Even more cliche than those drugstore Father’s Day cards referencing golf and ale consumption and handyman tools, are the ones that show Dad taking a paint roller to his bird’s egg blue brick house and painting it Pepto-Bismol pink.

Okay, so he’s actually painting a pink house blue. That makes more sense. Perhaps Mom just painted it pink a month ago for Mother’s Day, and now it’s HIS day and his color. He gets eleven months of blue, but she only gets four weeks of pink. That’s not fair.
But, really, what’s wrong with the pink? Pink houses were so coveted in the 80s, in fact, that John Cougar Mellencamp even wrote a song about it.

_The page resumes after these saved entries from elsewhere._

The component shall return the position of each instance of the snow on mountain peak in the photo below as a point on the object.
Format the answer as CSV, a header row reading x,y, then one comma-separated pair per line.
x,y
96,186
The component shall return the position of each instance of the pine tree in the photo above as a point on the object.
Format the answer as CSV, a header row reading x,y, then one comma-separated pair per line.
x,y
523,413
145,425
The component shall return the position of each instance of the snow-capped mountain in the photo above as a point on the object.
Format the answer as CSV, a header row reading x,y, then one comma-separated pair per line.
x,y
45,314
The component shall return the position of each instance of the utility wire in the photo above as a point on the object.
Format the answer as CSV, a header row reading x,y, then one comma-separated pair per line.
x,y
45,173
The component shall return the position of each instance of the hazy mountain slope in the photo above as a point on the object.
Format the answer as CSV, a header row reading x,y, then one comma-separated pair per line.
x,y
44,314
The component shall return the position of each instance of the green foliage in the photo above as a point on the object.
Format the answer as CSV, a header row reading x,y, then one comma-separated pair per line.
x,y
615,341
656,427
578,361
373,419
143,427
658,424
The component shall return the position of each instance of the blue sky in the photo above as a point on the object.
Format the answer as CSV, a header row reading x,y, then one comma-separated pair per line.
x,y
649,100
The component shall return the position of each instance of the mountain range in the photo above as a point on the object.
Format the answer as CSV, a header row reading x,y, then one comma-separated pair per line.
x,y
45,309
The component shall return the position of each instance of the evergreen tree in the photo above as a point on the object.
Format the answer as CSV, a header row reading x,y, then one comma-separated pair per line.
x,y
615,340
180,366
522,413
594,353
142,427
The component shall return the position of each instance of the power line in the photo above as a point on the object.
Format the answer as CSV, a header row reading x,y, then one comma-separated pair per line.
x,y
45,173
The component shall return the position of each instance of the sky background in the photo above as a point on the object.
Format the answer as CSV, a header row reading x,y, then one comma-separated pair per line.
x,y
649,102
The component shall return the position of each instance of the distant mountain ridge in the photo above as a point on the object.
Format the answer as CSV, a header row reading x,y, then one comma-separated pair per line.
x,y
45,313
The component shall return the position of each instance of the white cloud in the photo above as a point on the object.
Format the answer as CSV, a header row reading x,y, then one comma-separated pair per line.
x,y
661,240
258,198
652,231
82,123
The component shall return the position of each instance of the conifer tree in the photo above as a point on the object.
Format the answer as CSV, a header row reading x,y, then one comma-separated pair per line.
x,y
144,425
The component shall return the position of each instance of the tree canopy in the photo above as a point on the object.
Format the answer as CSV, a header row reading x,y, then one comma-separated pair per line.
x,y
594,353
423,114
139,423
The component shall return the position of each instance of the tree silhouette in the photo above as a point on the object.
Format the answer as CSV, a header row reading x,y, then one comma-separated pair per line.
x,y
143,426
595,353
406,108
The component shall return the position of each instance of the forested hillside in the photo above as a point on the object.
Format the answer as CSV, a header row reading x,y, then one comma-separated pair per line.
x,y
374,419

Here he is in the video, excitedly pumping up the cheerleader and sweat-domed, sleeveless buddy whom he had recruited to paint the basic white clapboard house behind him. All hail pink houses! And really, ain’t that America, for you and me?
The ad continues with way more paragraphs than necessary, as was the way back in the day, when people weren’t reading posts on phones and had plenty of time to sit and read a short-story-length ad on paint.
And what mid-century dad didn’t appreciate a can of SPRED Glide-On, not to be confused with Astroglide? Glidden also made a latex wall paint called SPRED Satin, for even fancier fathers.
So maybe Dad didn’t want a pink house for good reason. What do you think? A palace fit for a king? Not even for a vacation house? Sometimes less is more.